Sur le cadran du pilote, le cap est affiché; 245. Il me faut retrancher 180 pour faire le cap inverse. J'ai pas envie de faire des additions ou des soustractions à ce moment là. Mais il le faut: 0 ôté de 5 =5, 8 ôté de 14=6, donc 65. La barre à droite toute, lorsque je vois 65 sur le cadran du pilote, je le rebranche; il barrera mieux que moi qui scrute la mer dans l'espoir de revoir mon pote. Ce branle bas de combat à fait sortir les filles de leur sommeil douillet et elles arrivent sur le pont où l'ambiance fait pressentir un drame. Les manettes de gaz sont dans le coin et le bateau remonte dans le vent en faisant des bonds de cabri dans le haut des vagues. Ça fait une minute maintenant qu'on a fait demi-tour et toujours rien, évidemment. J'envoie les filles dans les balcons avant pour scruter et repérer la perche IOR qui doit se voir de loin normalement. Vincent fini de ramasser le spi et les écoutes afin que rien ne traîne dans l'eau Des idées noires affluent dans ma tête; sait-il nager? A-t-il vu la perche et pris la bouée? Depuis combien de temps est-il à l'eau? Quelle distance avons nous parcourue pendant ce temps? La deuxième minute est passée, rien. La troisième passe, toujours rien, j'ai la langue toute sèche et la gorge serrée. A la cinquième minute je commence à ne plus y croire, il a du couler. On continue, mais jusqu'à quand? Peut-être qu'on est passé à côté sans le voir. On a dépassé la perche IOR et la bouée depuis un bon moment quand les filles ensemble se mettent à crier: Il est là, il est là, en montrant la mer quasiment entre les étraves. Je débraye et me précipite à l'avant pour voir si elles n'ont pas rêvé. Il est là, tout sourire, comme d'habitude. Les yeux embuées et les jambes tremblantes je retourne à la barre pour manœuvrer. Je fais faire un demi-tour et lui présente l'échelle de bain de la jupe bâbord; celle d'où il est parti. Maintenant qu'il est à bord, il ne rigole plus, il pleure. Moi aussi.

 

Conclusions:

  • Ne pas sous-estimer la force engendrée par un seau lorsque le bateau avance vite. Et surtout ne jamais mettre le bout autour du poignet: il est préférable de perdre un seau.

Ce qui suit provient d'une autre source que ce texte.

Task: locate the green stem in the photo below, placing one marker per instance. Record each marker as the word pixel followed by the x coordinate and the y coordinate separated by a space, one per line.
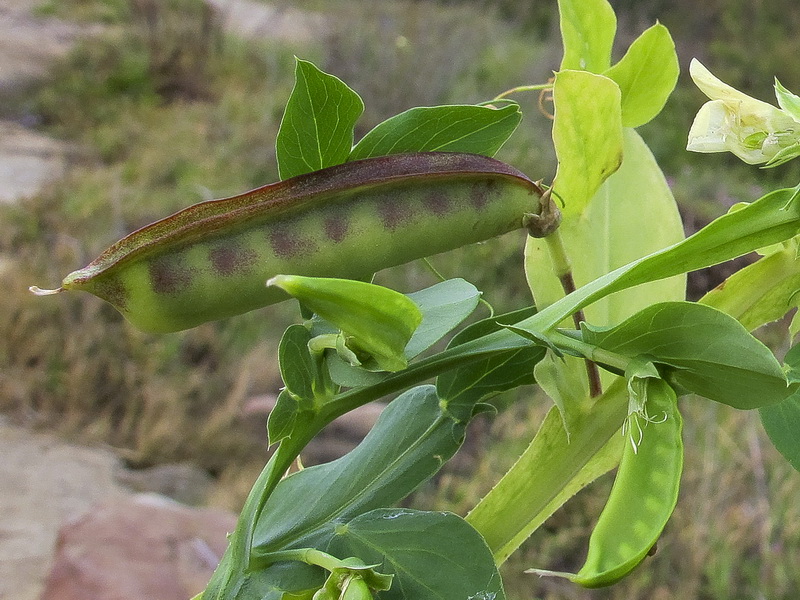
pixel 309 556
pixel 562 267
pixel 524 88
pixel 527 494
pixel 571 340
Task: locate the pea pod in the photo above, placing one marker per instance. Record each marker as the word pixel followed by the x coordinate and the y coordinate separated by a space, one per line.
pixel 644 495
pixel 212 260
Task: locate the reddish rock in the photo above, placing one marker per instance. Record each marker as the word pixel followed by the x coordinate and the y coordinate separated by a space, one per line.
pixel 142 548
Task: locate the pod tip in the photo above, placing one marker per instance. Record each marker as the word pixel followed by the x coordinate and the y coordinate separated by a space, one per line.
pixel 40 292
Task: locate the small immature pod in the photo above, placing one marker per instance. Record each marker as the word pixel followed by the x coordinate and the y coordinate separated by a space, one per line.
pixel 212 260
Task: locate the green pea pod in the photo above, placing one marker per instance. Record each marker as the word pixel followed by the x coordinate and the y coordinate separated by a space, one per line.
pixel 211 260
pixel 644 495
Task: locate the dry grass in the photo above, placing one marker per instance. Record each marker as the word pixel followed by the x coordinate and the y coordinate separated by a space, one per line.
pixel 157 133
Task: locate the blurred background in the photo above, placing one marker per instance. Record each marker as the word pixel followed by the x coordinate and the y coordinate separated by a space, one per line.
pixel 114 113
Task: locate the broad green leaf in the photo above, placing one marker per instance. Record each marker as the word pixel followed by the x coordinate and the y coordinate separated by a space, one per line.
pixel 461 389
pixel 588 28
pixel 460 128
pixel 552 469
pixel 769 220
pixel 711 353
pixel 761 292
pixel 646 75
pixel 444 306
pixel 411 440
pixel 631 215
pixel 782 421
pixel 587 135
pixel 434 555
pixel 378 321
pixel 317 126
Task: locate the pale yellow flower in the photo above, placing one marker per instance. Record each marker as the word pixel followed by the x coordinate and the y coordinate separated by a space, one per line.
pixel 734 122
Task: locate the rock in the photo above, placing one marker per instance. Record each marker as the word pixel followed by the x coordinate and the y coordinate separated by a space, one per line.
pixel 28 161
pixel 183 482
pixel 142 548
pixel 29 43
pixel 257 20
pixel 43 482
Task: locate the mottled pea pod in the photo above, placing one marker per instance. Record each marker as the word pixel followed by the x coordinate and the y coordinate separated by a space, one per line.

  • L'utilisation du pilote automatique a certainement permis de retourner sur notre route précisément et de retrouver notre camarade.

  • Apprenez au port à utiliser la fonction MOB(Man Over Bord), car ce n'est pas le bon moment pour lire la notice, lorsqu'il faut s'en servir.

  • La vie ne tient pas à grand chose: j'aurais dû aller me reposer et la relève de son quart était deux heures plus tard. Et là, ça aurait été une autre histoire.

  • Il est interdit de tomber à la mer.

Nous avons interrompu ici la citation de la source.